Procedures are detailed sub-activities of a process that drill down into one area of a process, which are a set of integrated tasks. CIMA helps organizations develop both information security-based procedures, as well as, business and IT operational procedures that support the organization’s information security program.
In many cases, organization must reach to technology to help solve stated control requirements from standards, legal and regulatory requirements. CIMA helps clients define technology requirements before its technology staff begins solution evaluation to help ensure appropriate alignment with the requirement. Typical engagement activity, provides for the client’s technology teams selecting evaluating and selecting solutions autonomously, with CIMA’s team validating it meet the stated requirements.
Many of today’s standards and regulations mandate the implementation and maintenance of a performance management program to ensure the ongoing measurement and evaluation of the information security program’s control. This effort is designed to identify weak, ineffective or ineffecient controls and enhance them over time as a measure of continual improvement.
CIMA offers an integrate approach when helping clients build their entire information security program, or as a standalone approach for existing information security programs. Now matter what your situation is, we work with our clients and their internal and 3rd party managed security service provider teams to identify operational measurements for each of the controls implemented in your organization.
We also provide ongoing support through an outsourced information security performance management service offering.
Virtual Chief Information Security Officer (vCISO) / Data Protection Officer (vDPO)
The roles of the Chief Information Security Officer (CISO) / Data Protection Officer (DPO) is a high-visibility and sensitive role. On occasion changes put organizations in a situation when they have to operate for a period of time in the absence of an internal CISO / DPO. This can be as a result of the establishment of a new role in the organizatino or the departure of a former employee occupying it . We provide clients with interim executive level resources to fill this gap and allow data protection programs to continue with experienced resources. We also assist clients in the evaluation of new candidates during the search process while we provide interim services.

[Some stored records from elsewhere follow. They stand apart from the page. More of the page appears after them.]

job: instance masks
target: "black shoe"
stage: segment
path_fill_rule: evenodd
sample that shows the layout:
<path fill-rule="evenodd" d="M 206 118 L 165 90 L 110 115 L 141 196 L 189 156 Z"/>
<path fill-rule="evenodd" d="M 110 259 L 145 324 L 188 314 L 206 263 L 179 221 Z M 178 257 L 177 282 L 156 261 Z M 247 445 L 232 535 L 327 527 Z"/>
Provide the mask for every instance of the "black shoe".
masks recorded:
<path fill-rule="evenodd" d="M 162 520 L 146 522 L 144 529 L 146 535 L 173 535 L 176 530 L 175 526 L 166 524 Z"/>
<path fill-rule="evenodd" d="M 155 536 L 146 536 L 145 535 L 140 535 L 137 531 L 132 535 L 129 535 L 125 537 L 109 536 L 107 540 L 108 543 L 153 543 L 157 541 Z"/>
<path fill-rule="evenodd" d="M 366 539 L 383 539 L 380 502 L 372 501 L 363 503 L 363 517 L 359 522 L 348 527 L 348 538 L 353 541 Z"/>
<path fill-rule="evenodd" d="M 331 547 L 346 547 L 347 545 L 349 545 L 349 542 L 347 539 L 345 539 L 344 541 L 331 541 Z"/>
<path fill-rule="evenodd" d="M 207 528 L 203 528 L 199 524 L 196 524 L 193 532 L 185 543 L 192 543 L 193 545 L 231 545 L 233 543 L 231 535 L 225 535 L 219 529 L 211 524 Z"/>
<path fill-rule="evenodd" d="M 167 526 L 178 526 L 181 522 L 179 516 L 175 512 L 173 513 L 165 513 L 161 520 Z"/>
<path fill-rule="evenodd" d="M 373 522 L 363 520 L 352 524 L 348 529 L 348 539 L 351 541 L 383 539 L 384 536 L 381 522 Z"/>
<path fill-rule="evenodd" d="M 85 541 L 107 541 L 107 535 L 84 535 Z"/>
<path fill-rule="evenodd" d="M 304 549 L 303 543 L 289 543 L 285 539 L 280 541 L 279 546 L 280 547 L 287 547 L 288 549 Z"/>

Internal Audit Program Development
ISO 27001 among other standands and regulations, require organizations to institute an internal program and perform audits of it’s information security program controls, commonly referred to as Internal Audits.
Depending on the maturity stage or size of the organization, many companies don’t have either the internal expertise to audit information security controls, or an Internal Audit to perform this service.
CIMA helps organizations to build an internal audit program from the ground up, including all mandatory documentation and audit test procedures for it to operate. We also provide outsoruced Internal Audit services focused on established data privacy and security controls.